AttributesImpl.java includes a "fix" that changed the original: public void removeAttribute (int index) { if (index >= 0 && index < length) { if (index < length - 1) { System.arraycopy(data, (index+1)*5, data, index*5, (length-index)*5); } length--; } else { badIndex(index); } } to: public void removeAttribute (int index) { if (index >= 0 && index < length) { data[index*5] = null; data[index*5+1] = null; data[index*5+2] = null; data[index*5+3] = null; data[index*5+4] = null; if (index < length - 1) { System.arraycopy(data, (index+1)*5, data, index*5, (length-index-1)*5); } length--; } else { badIndex(index); } } The original code was clearing the entry at the new end of the list by copying the presumably empty entry "one past the end" over the last entry. The change correctly changed the length of the copy to no longer reference past the end of the data array, which would sometimes raise an ArrayIndexOutOfBoundsException. However, the code to clear the element being removed just before it is copied over can only be useful in the single case where the copy doesn't happen, i.e. the attr removed is the last one in the list. The correct code would always clear the entry that actually needs to be cleared, which is the one that was previously in the last position before one was removed. The following code does so: public void removeAttribute (int index) { if (index >= 0 && index < length) { if (index < length - 1) { System.arraycopy(data, (index+1)*5, data, index*5, (length-index-1)*5); } length--; data[length*5] = null; data[length*5+1] = null; data[length*5+2] = null; data[length*5+3] = null; data[length*5+4] = null; } else { badIndex(index); } }
Do we have a test program that shows the effects of this bug on another Apache product yet?
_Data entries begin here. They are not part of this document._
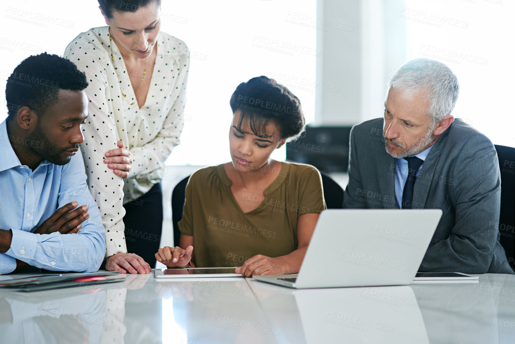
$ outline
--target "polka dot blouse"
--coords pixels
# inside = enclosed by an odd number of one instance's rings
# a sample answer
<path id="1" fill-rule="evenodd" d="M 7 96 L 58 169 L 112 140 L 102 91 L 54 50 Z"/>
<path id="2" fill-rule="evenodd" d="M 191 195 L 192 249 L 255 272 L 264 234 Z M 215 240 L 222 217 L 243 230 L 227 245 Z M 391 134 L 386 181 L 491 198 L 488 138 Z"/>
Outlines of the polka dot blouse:
<path id="1" fill-rule="evenodd" d="M 130 224 L 124 224 L 123 205 L 161 180 L 165 160 L 180 143 L 190 67 L 184 42 L 160 32 L 148 94 L 140 109 L 122 55 L 109 40 L 109 28 L 95 27 L 80 34 L 64 54 L 86 73 L 89 83 L 89 116 L 82 125 L 81 150 L 90 191 L 106 227 L 107 256 L 127 252 L 124 232 Z M 102 161 L 106 152 L 117 148 L 118 140 L 130 150 L 132 159 L 125 179 Z"/>

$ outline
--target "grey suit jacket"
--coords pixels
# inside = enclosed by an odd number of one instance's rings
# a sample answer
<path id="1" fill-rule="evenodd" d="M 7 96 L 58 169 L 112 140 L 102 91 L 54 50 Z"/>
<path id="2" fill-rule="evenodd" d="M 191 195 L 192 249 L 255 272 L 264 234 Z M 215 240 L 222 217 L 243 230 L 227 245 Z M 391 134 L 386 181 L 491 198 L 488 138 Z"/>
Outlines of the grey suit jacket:
<path id="1" fill-rule="evenodd" d="M 395 160 L 385 149 L 383 125 L 379 118 L 352 128 L 344 208 L 397 207 Z M 500 206 L 495 148 L 456 119 L 435 143 L 414 189 L 413 208 L 443 211 L 419 270 L 513 273 L 499 242 Z"/>

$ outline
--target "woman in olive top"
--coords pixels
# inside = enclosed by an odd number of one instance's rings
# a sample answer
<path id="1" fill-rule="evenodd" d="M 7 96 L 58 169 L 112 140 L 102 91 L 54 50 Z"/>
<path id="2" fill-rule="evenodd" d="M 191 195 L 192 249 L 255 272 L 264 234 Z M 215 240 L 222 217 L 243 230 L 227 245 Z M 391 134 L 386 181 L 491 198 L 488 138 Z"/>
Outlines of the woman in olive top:
<path id="1" fill-rule="evenodd" d="M 298 272 L 325 208 L 321 178 L 313 166 L 270 156 L 303 131 L 300 102 L 260 76 L 241 84 L 230 105 L 232 161 L 192 175 L 180 247 L 160 249 L 156 257 L 170 267 L 239 267 L 247 276 Z"/>

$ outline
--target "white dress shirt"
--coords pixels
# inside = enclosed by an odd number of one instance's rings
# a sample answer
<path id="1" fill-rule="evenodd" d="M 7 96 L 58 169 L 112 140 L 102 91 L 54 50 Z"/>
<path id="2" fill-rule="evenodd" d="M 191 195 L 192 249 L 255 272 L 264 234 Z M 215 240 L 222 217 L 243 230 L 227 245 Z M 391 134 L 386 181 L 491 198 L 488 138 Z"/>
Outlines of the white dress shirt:
<path id="1" fill-rule="evenodd" d="M 140 109 L 122 55 L 114 41 L 109 40 L 109 28 L 82 32 L 64 54 L 86 73 L 89 83 L 85 90 L 89 116 L 82 126 L 81 149 L 89 190 L 106 227 L 108 256 L 127 252 L 123 204 L 143 195 L 161 180 L 165 160 L 180 143 L 190 66 L 184 42 L 160 32 L 152 74 L 146 76 L 151 77 L 150 88 Z M 103 161 L 106 152 L 117 148 L 118 140 L 130 150 L 132 159 L 125 179 Z"/>
<path id="2" fill-rule="evenodd" d="M 435 145 L 432 144 L 429 148 L 413 156 L 416 156 L 419 159 L 425 161 L 425 158 L 427 157 L 427 154 L 429 154 L 429 152 L 431 151 L 431 149 L 433 148 L 433 146 L 434 145 Z M 420 170 L 422 170 L 422 167 L 423 166 L 424 163 L 422 162 L 422 165 L 420 165 L 420 167 L 419 168 L 418 170 L 417 171 L 416 175 L 417 177 L 420 172 Z M 404 184 L 406 184 L 406 181 L 408 179 L 408 172 L 409 169 L 408 167 L 408 160 L 404 158 L 401 158 L 400 159 L 396 158 L 395 167 L 395 197 L 397 199 L 397 208 L 400 209 L 401 204 L 402 204 L 402 193 L 404 191 Z"/>

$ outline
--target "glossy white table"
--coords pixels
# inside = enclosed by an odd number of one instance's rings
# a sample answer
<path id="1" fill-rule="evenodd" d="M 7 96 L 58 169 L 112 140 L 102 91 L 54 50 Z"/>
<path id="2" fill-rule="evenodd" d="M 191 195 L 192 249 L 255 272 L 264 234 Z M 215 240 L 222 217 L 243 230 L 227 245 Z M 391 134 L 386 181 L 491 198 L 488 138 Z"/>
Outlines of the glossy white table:
<path id="1" fill-rule="evenodd" d="M 116 284 L 0 292 L 0 342 L 515 343 L 515 276 L 295 290 L 252 279 L 128 275 Z"/>

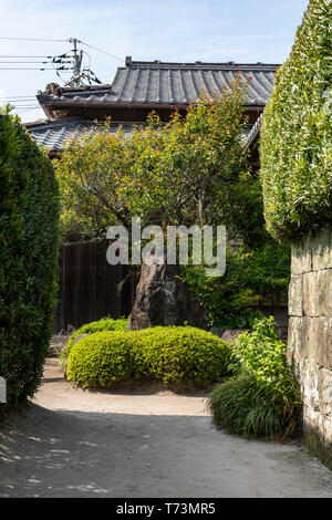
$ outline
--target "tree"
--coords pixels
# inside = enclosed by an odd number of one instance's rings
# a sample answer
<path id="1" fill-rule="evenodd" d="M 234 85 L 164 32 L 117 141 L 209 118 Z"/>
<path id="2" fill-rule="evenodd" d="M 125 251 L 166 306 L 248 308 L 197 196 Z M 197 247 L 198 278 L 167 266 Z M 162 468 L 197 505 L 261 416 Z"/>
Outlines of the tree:
<path id="1" fill-rule="evenodd" d="M 111 134 L 106 123 L 71 142 L 56 165 L 64 235 L 104 237 L 134 215 L 143 225 L 226 223 L 234 232 L 240 221 L 253 228 L 252 215 L 261 225 L 259 183 L 242 150 L 245 95 L 238 79 L 212 98 L 203 94 L 185 118 L 175 113 L 163 124 L 152 114 L 129 137 Z"/>
<path id="2" fill-rule="evenodd" d="M 245 98 L 246 84 L 239 77 L 231 89 L 214 96 L 203 93 L 184 118 L 175 113 L 163 124 L 153 113 L 147 126 L 135 128 L 129 137 L 122 131 L 111 134 L 106 123 L 98 134 L 71 142 L 56 165 L 64 238 L 72 233 L 83 239 L 104 237 L 108 226 L 122 223 L 129 229 L 131 218 L 139 216 L 143 226 L 226 225 L 228 238 L 241 238 L 247 247 L 269 240 L 260 181 L 243 154 Z M 156 270 L 152 280 L 143 270 L 132 318 L 141 322 L 145 314 L 145 323 L 152 323 L 148 309 L 157 305 L 152 288 L 159 288 L 160 280 L 175 287 L 174 274 L 174 269 L 172 273 Z M 179 288 L 174 290 L 180 293 Z M 158 306 L 177 324 L 177 303 L 165 309 L 167 291 L 165 285 Z M 147 300 L 154 303 L 143 309 Z M 162 318 L 155 323 L 169 324 Z"/>
<path id="3" fill-rule="evenodd" d="M 267 229 L 292 239 L 332 219 L 331 0 L 310 0 L 264 111 Z"/>

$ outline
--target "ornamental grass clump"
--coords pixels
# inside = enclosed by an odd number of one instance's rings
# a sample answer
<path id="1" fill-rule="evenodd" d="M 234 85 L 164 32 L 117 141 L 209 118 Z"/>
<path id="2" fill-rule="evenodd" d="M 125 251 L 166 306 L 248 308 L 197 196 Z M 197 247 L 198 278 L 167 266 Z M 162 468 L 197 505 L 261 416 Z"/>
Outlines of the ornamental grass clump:
<path id="1" fill-rule="evenodd" d="M 208 406 L 218 428 L 243 437 L 284 439 L 301 430 L 302 397 L 273 318 L 256 321 L 235 346 L 236 374 L 214 388 Z"/>

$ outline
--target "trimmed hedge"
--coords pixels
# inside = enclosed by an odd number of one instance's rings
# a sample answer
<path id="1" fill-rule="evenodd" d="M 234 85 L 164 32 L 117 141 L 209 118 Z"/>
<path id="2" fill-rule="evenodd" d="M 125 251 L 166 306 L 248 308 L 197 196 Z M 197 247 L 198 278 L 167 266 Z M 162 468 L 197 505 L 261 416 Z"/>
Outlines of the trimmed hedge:
<path id="1" fill-rule="evenodd" d="M 0 375 L 8 406 L 35 392 L 51 337 L 59 251 L 52 163 L 0 113 Z"/>
<path id="2" fill-rule="evenodd" d="M 235 345 L 236 375 L 217 386 L 209 408 L 218 428 L 243 437 L 287 438 L 300 433 L 302 396 L 272 318 L 256 321 Z"/>
<path id="3" fill-rule="evenodd" d="M 310 0 L 261 127 L 267 229 L 294 238 L 332 219 L 332 2 Z"/>
<path id="4" fill-rule="evenodd" d="M 134 377 L 207 388 L 229 375 L 230 358 L 226 342 L 190 326 L 100 332 L 71 349 L 66 377 L 83 387 L 110 388 Z"/>
<path id="5" fill-rule="evenodd" d="M 75 339 L 80 334 L 93 334 L 94 332 L 106 332 L 106 331 L 125 331 L 127 326 L 127 319 L 121 318 L 118 320 L 113 320 L 112 318 L 102 318 L 98 321 L 92 321 L 91 323 L 85 323 L 74 331 L 69 341 L 66 342 L 64 349 L 61 351 L 61 364 L 65 363 L 71 347 L 75 343 Z"/>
I am not sure how to create one exactly. The reason for the initial report is not know to me, except that from inspection I can see that the original code did not clear the "slots" following the new last entry after a call to remove an attribute. This would simply leave references to String objects that would not be collectable during gc(), but would otherwise seem to be benign (they are immutable after all...) My changes were to simply take the "spirit" of the original fix and change the code to clear the String references so that the entries in the array were always null beyond the last in-use entry. Perhaps we should ask garyp or dims if they have more information to offer.